At the conclusion of the investigation, any disciplinary actions will be decided by human resources and school Superintendent Dr. Steven Taylor, Derksen said.
"The entire school shares the burden equally," he said.
A staff member donned a ski mask and carried a toy gun into each of the sixth-grade classes at the school Friday. The man pretended to steal an item and then left the class.
This occurred in all six classes during the morning and was meant to be a lesson in observation and good citizenship, according to a letter sent by the school to parents, who said some of their children were traumatized by the incident.
"The principal was not informed until after school on Friday, when a staff member told her about it," Derksen said.
The ski mask and toy gun were an unauthorized addition to the lesson plan, the district said. The enrichment lesson originally called for an adult staff member to simply walk in and take an item while the teacher was not looking.
Not part of any particular curriculum, the exercise was meant to be a teaching tool to enhance student development, Derksen said.
Derksen said the change, although lacking sensitivity and judgment, did not cause much alarm and did not pose a threat to school security.
"The teachers rolled with the change. No alarm was sounded because the information was passed quickly that the change happened," he said.
For anyone to bring a gun or weapon of any kind onto a school campus is a crime, but the statute does not apply to replicas. A school district policy prohibits students from bringing toy guns to school, an offense punishable by a 365-day suspension.

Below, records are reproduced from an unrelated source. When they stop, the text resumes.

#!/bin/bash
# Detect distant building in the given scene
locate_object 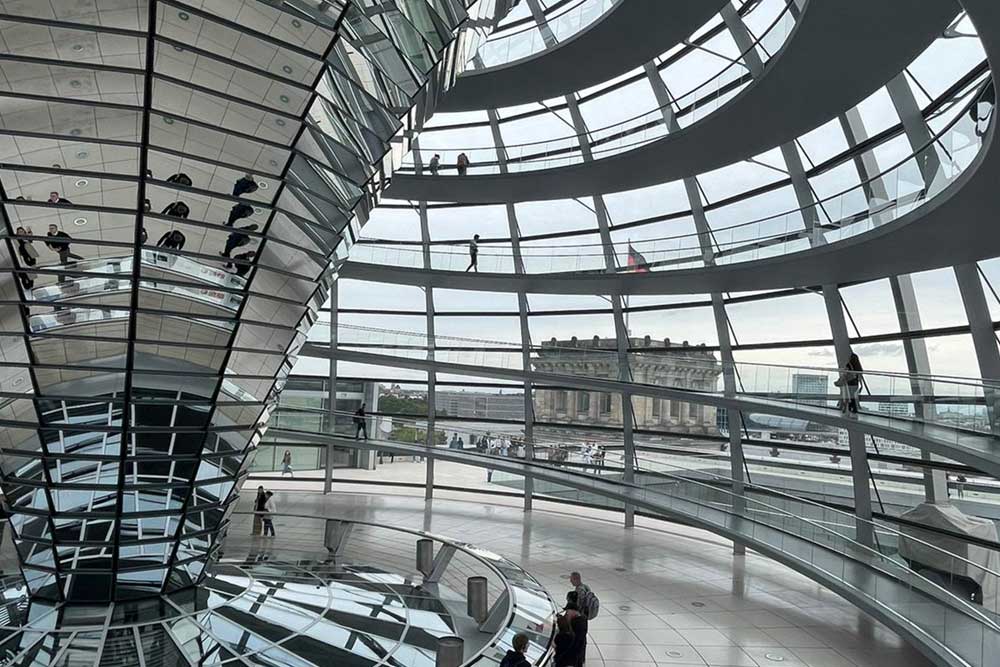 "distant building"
[792,373,830,406]
[532,336,722,433]
[434,389,524,422]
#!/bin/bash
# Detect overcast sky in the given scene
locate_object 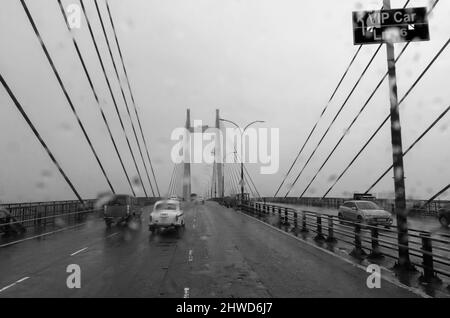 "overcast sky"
[0,0,450,202]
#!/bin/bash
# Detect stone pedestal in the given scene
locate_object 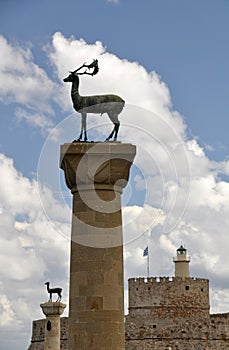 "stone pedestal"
[40,302,66,350]
[60,143,136,350]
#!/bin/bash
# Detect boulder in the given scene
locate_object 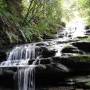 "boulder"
[72,42,90,53]
[61,46,83,54]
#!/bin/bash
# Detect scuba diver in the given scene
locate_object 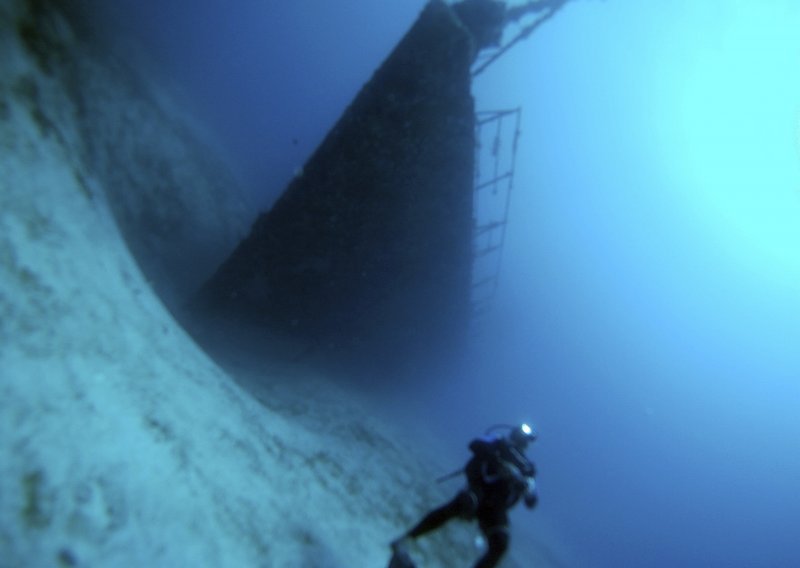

No such rule applies to faculty or staff.
"The district feels that this is an isolated incident and can be viewed as a lesson on using good judgment," Derksen said.
The district cited personnel issues and privacy laws for not releasing the identity of the staff member and particulars regarding the investigation. Unless criminal charges are filed, which Derksen said was unlikely, the outcome of the investigation, including any disciplinary actions, will not be made public.